Notre événement servira de plateforme centrale pour les parties prenantes qui se consacrent à la prévention et à la gestion des cancers féminins dans la RMO, dans le but d’améliorer les soins du cancer pour les femmes de la région et d’atténuer les inégalités qui y sont liées. Tout au long de l’événement, nous mettrons l’accent sur les recommandations formulées dans les publications récentes sur les cancers féminins, notamment celles de l’OMS, qui seront présentées et examinées en détail. En outre, les discussions porteront sur la mise en œuvre effective de ces recommandations dans les différents pays de la RMO. Nous espérons que cet événement favorisera l’engagement régional et la coopération entre toutes les parties prenantes.

Quels sont vos objectifs à long terme pour l’Alliance EM-NCD en ce qui concerne la lutte contre le cancer chez les femmes dans la région de la Méditerranée orientale ?

Nos objectifs à long terme pour l’Alliance EM-NCD de la Méditerranée Orientale en ce qui concerne la lutte contre le cancer chez les femmes dans la région sont variés :

• Plaidoyer pour les changements de politiques : l’EM-NCDA poursuivra ses efforts de plaidoyer pour pousser à la mise en œuvre de politiques nationales qui allouent des fonds pour la prévention, le dépistage, le diagnostic, le traitement et les soins palliatifs du cancer, avec un accent spécifique sur la priorisation des soins du cancer chez les femmes. En influençant les décisions politiques, nous visons à garantir que les femmes aient accès à des services de soins du cancer complets et de haute qualité dans toute la région.

• Renforcement des capacités des professionnels de la santé : l’EM-NCDA continuera de soutenir des programmes visant à former les professionnels de santé sur la prévention, le dépistage précoce, le traitement et les soins de survie du cancer chez les femmes dans la RMO. En améliorant les connaissances et les compétences des professionnels de santé, nous visons à améliorer la qualité des soins dispensés aux femmes atteintes de cancer.

• Programmes de sensibilisation : l’EM-NCDA maintiendra ses efforts pour sensibiliser les femmes et les communautés de la région à l’importance du dépistage précoce et de la prévention du cancer.
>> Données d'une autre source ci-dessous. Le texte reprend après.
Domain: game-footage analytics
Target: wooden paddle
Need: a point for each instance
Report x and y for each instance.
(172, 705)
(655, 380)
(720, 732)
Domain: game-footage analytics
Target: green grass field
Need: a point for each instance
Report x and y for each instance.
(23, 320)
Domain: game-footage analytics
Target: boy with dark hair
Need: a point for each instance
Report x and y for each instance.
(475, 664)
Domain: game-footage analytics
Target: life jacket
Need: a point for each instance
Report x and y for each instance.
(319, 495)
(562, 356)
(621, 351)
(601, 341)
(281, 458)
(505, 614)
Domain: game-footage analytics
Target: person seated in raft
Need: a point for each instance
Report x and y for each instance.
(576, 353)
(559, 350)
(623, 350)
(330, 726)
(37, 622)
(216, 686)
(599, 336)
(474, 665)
Grâce à des campagnes de sensibilisation ciblées et à des initiatives éducatives, nous visons à habiliter les femmes à prendre des mesures proactives pour gérer leur santé et accéder à des services de soins du cancer appropriés.

• Collaboration et partenariats : notamment avec les gouvernements, les organisations de la société civile, les prestataires de soins de santé et les institutions académiques. En exploitant l’expertise et les ressources collectives, nous pouvons faire progresser le programme des soins de cancers chez les femmes dans la RMO et renforcer les systèmes de santé pour améliorer l’accès aux services et relever les défis uniques auxquels sont confrontées les femmes atteintes de cancer dans la région.